Note that an anonymous method is only meant to be used as a method, not as a function. If you try to call it as an ordinary function, it won't have any method context, so attempting to access self or the other method context variables could cause run-time errors.

"new function" syntax

Prior to TADS 3.1, the syntax for anonymous functions required the keyword new before function or method:

local f = new function(x) { return x*2; };

In 3.1 and later, this is exactly equivalent to the same code without the new.

The rationale for the new keyword was that an anonymous function is actually an object. Each time you evaluate the definition of an anonymous function, you're creating a new object.

(More precisely, you're creating a new object if the function contains references to local variables in its enclosing scope. If not, the function doesn't have any context information, so the compiler creates a single static version at compile time, and reuses this static instance each time the function is referenced.)

Starting in 3.1, we removed the requirement for the new keyword. It's still allowed, though.

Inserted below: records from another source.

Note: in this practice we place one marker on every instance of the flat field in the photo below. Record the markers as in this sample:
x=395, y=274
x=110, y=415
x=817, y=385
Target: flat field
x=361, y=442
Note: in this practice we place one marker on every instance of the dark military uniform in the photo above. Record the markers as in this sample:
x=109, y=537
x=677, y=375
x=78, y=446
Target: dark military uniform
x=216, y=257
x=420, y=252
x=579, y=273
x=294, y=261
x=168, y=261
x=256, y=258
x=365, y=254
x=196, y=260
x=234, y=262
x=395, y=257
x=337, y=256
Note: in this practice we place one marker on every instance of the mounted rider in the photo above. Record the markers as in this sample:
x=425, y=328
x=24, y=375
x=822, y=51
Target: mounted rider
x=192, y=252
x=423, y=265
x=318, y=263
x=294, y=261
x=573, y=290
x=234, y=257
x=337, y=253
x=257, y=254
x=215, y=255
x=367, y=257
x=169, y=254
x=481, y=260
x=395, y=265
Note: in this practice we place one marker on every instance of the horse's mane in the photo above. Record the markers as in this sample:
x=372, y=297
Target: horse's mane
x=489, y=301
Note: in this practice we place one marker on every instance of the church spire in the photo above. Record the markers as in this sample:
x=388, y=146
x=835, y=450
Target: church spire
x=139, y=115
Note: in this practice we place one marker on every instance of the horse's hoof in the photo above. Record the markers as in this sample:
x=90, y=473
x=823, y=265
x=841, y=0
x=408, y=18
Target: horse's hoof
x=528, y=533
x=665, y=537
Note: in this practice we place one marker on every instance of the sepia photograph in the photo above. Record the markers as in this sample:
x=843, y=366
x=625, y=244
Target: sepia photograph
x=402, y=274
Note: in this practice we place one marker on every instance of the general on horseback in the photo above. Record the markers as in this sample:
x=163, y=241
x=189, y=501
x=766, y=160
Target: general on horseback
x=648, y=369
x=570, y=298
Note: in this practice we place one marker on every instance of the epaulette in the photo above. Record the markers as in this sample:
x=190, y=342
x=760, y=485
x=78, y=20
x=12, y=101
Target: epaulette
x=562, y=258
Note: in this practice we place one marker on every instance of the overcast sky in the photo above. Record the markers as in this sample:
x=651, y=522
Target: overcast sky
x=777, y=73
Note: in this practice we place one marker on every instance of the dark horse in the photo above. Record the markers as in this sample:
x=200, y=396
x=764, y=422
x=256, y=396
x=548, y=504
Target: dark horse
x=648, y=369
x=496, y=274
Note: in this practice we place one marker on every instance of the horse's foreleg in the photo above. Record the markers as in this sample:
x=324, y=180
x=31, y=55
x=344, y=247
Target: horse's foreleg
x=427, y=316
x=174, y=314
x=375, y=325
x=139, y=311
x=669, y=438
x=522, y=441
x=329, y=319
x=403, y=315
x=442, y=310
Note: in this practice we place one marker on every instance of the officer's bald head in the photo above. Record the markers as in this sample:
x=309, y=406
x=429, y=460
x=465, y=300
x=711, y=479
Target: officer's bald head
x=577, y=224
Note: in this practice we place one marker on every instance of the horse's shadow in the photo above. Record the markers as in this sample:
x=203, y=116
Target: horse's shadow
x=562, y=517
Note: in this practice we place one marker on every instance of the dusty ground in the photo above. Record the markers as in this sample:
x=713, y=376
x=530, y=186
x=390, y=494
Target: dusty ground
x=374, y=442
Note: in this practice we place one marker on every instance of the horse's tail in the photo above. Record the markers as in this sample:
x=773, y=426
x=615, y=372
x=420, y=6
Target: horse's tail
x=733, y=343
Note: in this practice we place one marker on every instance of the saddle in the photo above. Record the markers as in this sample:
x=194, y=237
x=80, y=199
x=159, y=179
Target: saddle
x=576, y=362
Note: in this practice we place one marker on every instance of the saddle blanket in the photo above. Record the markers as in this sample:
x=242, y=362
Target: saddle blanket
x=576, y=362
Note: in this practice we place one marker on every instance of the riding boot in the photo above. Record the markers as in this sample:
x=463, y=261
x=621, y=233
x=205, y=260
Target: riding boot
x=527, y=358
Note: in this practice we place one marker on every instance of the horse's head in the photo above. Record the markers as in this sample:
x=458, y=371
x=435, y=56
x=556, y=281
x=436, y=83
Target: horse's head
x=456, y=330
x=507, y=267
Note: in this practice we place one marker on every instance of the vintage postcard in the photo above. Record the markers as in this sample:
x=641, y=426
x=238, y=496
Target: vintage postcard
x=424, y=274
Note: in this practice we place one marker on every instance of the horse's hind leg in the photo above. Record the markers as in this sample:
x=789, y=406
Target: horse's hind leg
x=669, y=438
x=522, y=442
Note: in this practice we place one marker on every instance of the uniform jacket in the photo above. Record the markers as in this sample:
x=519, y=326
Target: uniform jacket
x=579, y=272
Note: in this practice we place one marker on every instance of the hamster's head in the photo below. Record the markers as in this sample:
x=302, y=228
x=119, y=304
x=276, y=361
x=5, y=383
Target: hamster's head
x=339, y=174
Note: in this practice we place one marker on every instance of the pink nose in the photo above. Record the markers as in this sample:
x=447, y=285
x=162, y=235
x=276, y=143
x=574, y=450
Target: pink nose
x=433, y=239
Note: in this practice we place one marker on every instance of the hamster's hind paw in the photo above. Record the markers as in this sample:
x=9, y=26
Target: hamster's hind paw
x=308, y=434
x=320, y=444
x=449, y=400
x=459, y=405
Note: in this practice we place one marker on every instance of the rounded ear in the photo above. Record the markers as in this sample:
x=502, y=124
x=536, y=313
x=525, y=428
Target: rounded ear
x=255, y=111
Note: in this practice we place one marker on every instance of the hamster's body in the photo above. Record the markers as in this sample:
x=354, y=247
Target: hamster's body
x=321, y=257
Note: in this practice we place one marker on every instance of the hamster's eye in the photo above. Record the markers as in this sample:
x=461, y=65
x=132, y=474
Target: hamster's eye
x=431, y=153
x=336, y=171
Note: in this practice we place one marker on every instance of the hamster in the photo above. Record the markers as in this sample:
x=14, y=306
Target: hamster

Old code that uses it will compile without complaint, and the meaning is exactly the same with or without new.

The new keyword wasn't there for the compiler's sake or the VM's sake - it was there for the programmer's sake, to make it explicit in the syntax that object creation was involved. There was no deep technical reason it had to be there; there were no issues of syntactic ambiguity, for example. Since the TADS 3 syntax was created, though, anonymous functions have become common in mainstream programming languages, and we've noticed that no one else has seen fit to make their syntax mimic object creation syntax. Apparently our concerns about emphasizing object creation were overblown.

The main pragmatic motivation for actually removing new from the TADS syntax is the Web UI. If you're writing a game that uses the Web UI, you'll probably find yourself switching back and forth between TADS and Javascript as you work on your project, since the UI portion of the Web UI is written in Javascript. Javascript syntax is very similar to TADS syntax in many ways, which makes it fairly easy to work in both languages in one project. Javascript's anonymous function syntax is identical to the TADS anonymous function syntax now that new has been removed, but the old syntax with new was just different enough to be a constant gotcha when switching back and forth. Since new was only there in the first place for ease-of-use reasons, adding Javascript to the mix clearly tips the balance in favor of removing new.